Even her recent statement that it was not France which rounded up Jews during the war but the Vichy regime, as if the latter had nothing to do with France, was no different to the justification given by President Mitterand (whose activities during the pre-war and early Vichy period did him no credit) for refusing to give an official apology to French Jews for what France did to them. “I will not apologise in the name of France,” he said in 1994. “The Republic had nothing to do with this. I do not believe France is responsible.” A sentiment echoed almost word for word by Le Pen in recent days. Still, given that President Chirac apologised on behalf of France in 1995, it is troubling – and disgraceful – that over two decades later Le Pen still uses the same sophistry used decades earlier by post-war politicians who, to be generous, needed a polite fiction to help heal a wounded nation.
It is this wordplay, a feeling that her concern for the have-nots, the losers from globalization, her worries about France’s undoubted problem with disaffected Islamic communities and the risks of terrorism are not motivated by genuine concern or by a desire to find solutions beyond the superficially easy ones of scapegoating a system or currency or community but are, rather, being used as a means to gain power which will – if the polls are right – prevent her winning.
Still, let’s not get too complacent. If such a politician can get 40% of the vote in the country of The Declaration of the Rights of Man (as polls suggest she might), imagine what a party without such baggage, without such ante post mistrust of motives might do. And the problems she has correctly identified will not go away, indeed will likely worsen. Populist – but toxic – parties provide an easy excuse for mainstream parties and less uncouth politicians to ignore difficult problems until they force themselves onto the national stage, with unpredictable consequences.

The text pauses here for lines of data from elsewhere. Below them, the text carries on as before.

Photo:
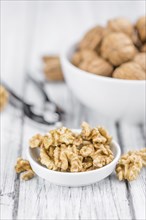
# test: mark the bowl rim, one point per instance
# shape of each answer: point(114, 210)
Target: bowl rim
point(45, 169)
point(64, 57)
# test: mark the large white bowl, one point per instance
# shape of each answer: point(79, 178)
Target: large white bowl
point(115, 98)
point(73, 179)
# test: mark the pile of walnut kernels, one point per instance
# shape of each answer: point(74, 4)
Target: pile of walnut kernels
point(117, 50)
point(66, 151)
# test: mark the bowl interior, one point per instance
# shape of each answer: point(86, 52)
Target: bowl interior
point(33, 155)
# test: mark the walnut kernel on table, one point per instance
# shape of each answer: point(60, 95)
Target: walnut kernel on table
point(63, 150)
point(117, 48)
point(129, 71)
point(24, 166)
point(130, 165)
point(3, 97)
point(52, 68)
point(141, 28)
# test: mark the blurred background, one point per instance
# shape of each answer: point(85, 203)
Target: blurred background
point(31, 29)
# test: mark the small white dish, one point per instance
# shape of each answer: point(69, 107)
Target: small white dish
point(73, 179)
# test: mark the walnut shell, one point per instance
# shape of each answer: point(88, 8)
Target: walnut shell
point(141, 27)
point(117, 48)
point(92, 38)
point(52, 68)
point(97, 66)
point(121, 25)
point(81, 55)
point(143, 48)
point(129, 70)
point(140, 58)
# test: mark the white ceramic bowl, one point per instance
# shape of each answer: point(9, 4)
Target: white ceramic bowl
point(115, 98)
point(73, 179)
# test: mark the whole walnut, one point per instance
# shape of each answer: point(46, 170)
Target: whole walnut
point(121, 25)
point(140, 58)
point(129, 70)
point(92, 38)
point(97, 66)
point(117, 48)
point(141, 27)
point(82, 55)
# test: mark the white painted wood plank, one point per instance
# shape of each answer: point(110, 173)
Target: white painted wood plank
point(133, 138)
point(11, 126)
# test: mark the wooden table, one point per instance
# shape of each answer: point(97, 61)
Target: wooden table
point(38, 199)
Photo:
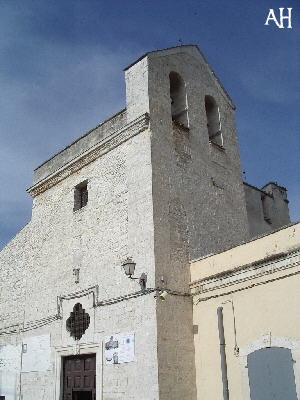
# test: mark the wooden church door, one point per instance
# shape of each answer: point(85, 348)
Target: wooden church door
point(79, 377)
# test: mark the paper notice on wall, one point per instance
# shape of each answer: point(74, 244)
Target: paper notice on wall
point(119, 348)
point(36, 354)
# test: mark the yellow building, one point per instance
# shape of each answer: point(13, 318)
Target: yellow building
point(247, 319)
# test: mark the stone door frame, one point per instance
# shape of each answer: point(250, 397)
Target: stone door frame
point(88, 348)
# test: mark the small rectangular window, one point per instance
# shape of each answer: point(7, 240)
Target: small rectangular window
point(80, 196)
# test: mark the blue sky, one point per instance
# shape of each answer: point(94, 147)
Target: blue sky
point(61, 73)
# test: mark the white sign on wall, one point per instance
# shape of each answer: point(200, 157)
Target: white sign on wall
point(119, 348)
point(10, 362)
point(36, 354)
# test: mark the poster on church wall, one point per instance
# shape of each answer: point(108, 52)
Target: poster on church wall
point(36, 354)
point(119, 348)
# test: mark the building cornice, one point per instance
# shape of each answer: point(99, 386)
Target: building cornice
point(247, 272)
point(109, 143)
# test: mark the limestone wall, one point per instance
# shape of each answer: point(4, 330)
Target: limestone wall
point(117, 222)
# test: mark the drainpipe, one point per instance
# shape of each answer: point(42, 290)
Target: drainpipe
point(223, 353)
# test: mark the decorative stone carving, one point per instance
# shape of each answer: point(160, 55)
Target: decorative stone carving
point(78, 322)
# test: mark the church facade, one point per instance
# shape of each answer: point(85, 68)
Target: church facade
point(117, 217)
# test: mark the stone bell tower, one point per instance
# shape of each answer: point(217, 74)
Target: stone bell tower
point(198, 196)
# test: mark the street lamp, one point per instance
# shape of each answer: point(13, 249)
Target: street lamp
point(129, 268)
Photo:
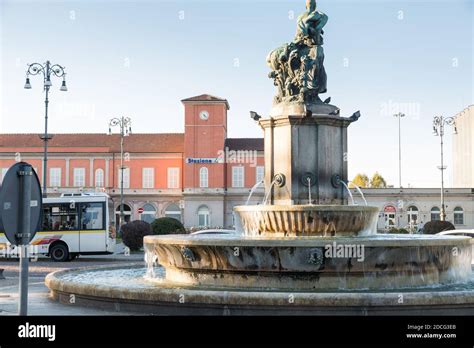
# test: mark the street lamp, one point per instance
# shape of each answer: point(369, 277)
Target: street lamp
point(438, 130)
point(125, 125)
point(48, 71)
point(399, 116)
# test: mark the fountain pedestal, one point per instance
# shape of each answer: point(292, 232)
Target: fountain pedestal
point(307, 153)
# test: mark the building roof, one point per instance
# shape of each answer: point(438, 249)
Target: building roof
point(244, 144)
point(206, 98)
point(138, 143)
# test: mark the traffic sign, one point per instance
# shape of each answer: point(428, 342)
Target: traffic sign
point(20, 177)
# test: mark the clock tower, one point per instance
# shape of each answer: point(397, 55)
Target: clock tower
point(204, 138)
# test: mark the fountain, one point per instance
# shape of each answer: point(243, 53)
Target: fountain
point(305, 241)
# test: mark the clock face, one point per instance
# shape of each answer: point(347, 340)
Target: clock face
point(204, 115)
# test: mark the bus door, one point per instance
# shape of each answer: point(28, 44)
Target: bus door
point(60, 223)
point(92, 234)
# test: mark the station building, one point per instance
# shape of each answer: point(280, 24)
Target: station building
point(196, 176)
point(199, 176)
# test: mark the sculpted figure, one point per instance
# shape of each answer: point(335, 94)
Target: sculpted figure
point(298, 67)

And so to Britain which astonished itself by blowing a giant raspberry at pretty much everyone last June. And yet, nearly a year later it looks as if the only winner from this act of lese-majeste will be Europe’s oldest and most successful political party led by a dull, dutiful, serious middle-aged woman with little on her CV until this point beyond a racy choice in shoes, one memorable phrase and survival at the Home Office. The party which agitated for Brexit has disintegrated, the party traditionally on the side of the have-nots is having a nervous breakdown and the Lib Dems are ever hopeful but largely irrelevant. Britain’s populist revolt is being smothered in the Tories’ python-like embrace.
Whatever the peculiarities of British, US and French politics, these three leaders and would-be leaders have this in common. Elections over, the real tests for Macron, May and Trump will be what they can deliver to those who have placed their hopes in them and whether they will be able to take those voters with them when the inevitable difficulties and disappointments arise.